In the same vein, you must also have a separate backup LAN or VLAN. This is probably even more important than the separate storage LAN, because as we all know, when the backup kicks in the network takes a socking big hit and things slow down hideously.
So keep your storage, your data and your backups separate and you will keep performance up.
Spot the bottleneck
No IT infrastructure has an infinite amount of bandwidth and resource. Hence there will always be a bottleneck somewhere; the overall performance of the installation will be limited by one system or another.
I would argue that the bottleneck should be in the most expensive component: you wouldn't want a cheap switch, say, preventing you from accessing an expensive storage array at its maximum speed.
Given that storage is likely to be one of the expensive parts of your infrastructure, it is not a bad thing if it is the component that defines the speed limit of the overall setup.
It means that you have a fairly straightforward value judgment to make if you decide that more speed is needed. If you can't live without it then you have to find the money, but at least you are safe in the knowledge that the kit between server and storage will let you access the pricey bit effectively.
The final aspect of making your storage perform is to monitor it. Make sure you have monitors on all the ports and links between critical devices, examine the data regularly, and use what you find to change the configuration.
I mentioned earlier that you should be able to shape the access speed for each volume, but you should also regularly check the actual behaviour. If a volume is hitting its limit and another is getting nowhere near, that is your chance to tune the behaviour to maximise effectiveness – and you can't do this without sensible monitoring tools.

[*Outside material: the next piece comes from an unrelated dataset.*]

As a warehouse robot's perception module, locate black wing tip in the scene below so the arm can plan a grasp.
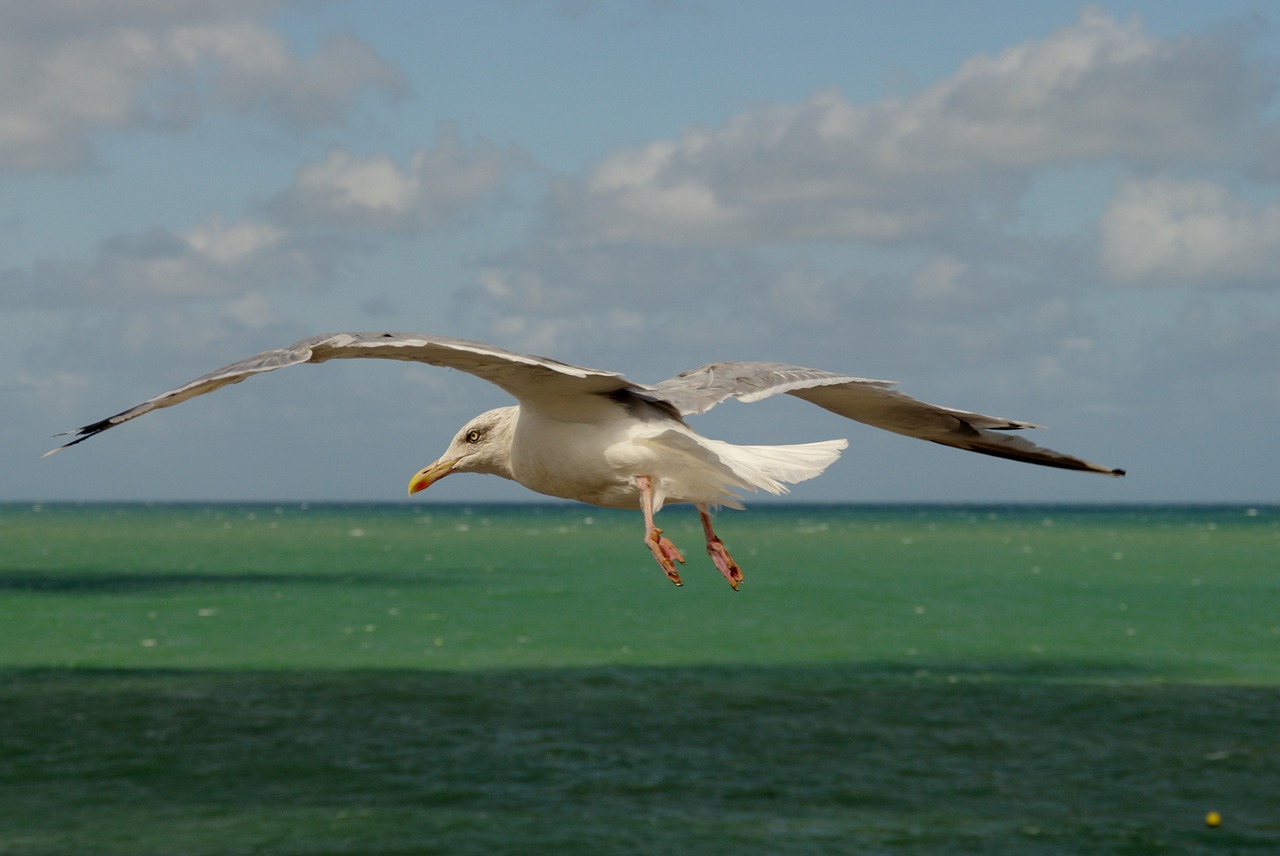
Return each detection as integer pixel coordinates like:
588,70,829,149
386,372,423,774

For a “normal” company, storage performance is really not hard. Requirements tend not to be extreme, so two tiers of storage is generally absolutely fine. Don't worry about splashing out on Fibre Channel SAN kit – 10GbE IP-based storage is generally plenty.
Concentrate your spend on getting storage with the features and control you need, particularly the ability to configure different volumes with different levels of throughput.
And use monitoring tools continually to observe behaviour. Update the configuration to turn down under-used volumes so you can increase the throughput of those whose performance boundaries are being pushed.